El intento es reflejar un mundo interior y materializarlo, salvarlo de la muerte. De alguna manera eternizarlo, que no se pierda en el río del tiempo. Transformar eso que de alguna manera se agarra en el aire en un idioma que pueda quedar entre nosotros.
¿Te sentís parte de alguna tradición de la canción?
Creo que sí. Hay diferentes vertientes y linajes, que a veces se conectan, se juntan, y en otras están separados. Hace poco celebró los 80 años Rada, y hay toda una línea por ahí, con una música vinculada a lo afro, al candombe beat, Mateo, Rada, Jaime (Roos), Martín Buscaglia, que es super rica y original, muy de acá.
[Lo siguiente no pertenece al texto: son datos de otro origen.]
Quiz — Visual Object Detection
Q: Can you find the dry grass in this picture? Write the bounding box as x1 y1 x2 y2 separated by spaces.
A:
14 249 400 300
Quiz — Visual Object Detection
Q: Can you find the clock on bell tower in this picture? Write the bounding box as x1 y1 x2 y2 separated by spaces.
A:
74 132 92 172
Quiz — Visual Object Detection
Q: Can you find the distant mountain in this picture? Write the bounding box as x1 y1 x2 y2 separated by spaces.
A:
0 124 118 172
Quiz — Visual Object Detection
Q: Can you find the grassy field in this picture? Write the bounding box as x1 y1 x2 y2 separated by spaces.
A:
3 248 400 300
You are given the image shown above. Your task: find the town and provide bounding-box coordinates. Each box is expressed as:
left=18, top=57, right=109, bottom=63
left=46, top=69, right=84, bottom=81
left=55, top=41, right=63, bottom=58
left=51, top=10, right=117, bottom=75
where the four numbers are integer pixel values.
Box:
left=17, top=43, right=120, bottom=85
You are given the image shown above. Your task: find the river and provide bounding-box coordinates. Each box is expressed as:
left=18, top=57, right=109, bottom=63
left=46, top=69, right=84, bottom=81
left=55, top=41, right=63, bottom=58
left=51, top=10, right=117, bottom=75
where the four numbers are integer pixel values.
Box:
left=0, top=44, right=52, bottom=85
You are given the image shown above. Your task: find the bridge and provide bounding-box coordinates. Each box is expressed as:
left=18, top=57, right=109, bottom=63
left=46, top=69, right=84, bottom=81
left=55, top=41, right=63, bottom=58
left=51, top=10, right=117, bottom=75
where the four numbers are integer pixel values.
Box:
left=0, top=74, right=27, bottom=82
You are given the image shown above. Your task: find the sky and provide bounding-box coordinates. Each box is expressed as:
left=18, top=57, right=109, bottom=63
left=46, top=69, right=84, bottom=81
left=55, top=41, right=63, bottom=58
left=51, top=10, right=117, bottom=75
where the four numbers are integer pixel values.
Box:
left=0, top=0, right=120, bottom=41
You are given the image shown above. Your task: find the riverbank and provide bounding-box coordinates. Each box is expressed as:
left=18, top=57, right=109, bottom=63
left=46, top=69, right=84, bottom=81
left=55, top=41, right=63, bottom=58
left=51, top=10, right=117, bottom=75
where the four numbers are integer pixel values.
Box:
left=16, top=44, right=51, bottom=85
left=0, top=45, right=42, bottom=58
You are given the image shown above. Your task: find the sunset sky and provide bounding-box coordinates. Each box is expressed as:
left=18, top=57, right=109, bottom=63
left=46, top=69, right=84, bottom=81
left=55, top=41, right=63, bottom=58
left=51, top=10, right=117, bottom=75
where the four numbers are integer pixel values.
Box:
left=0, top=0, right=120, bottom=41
Después hay otro linaje que tiene que ver con la milonga, la canción ciudadana, más basada en la poesía y en un perfil más bajo, que tiene que ver con Zitarrosa, Dino, Darnauchans. Por supuesto, hay fronteras difusas. ¿Fernando Cabrera dónde entraría? Hay como diferentes líneas y me parecen alucinantes todas esas posibilidades de una canción en una ciudad, que no es chica tampoco, pero tampoco es grande. Acá suceden muchas cosas y han sucedido. Creo que en mi caso Darno estuvo muy presente de adolescente. Dino, también, con esa forma de mixturar las influencias del norte, Dylan, Cohen, Los Beatles, con la milonga. Ellos encontraron la manera de hibridar todo eso con la introspección, la búsqueda poética y la influencia literaria. Siempre me sentí más cercano a ese camino en mi sensibilidad.
¿A qué suena Montevideo para vos?
Montevideo tiene una sonoridad a veces más celebratoria, a veces más retraída, secreta como un rumor, pero siempre suena. Siempre hay algo que está sucediendo. Si estás distraído pensás que no sucede nada, pero siempre está latiendo, siempre está tramando algo.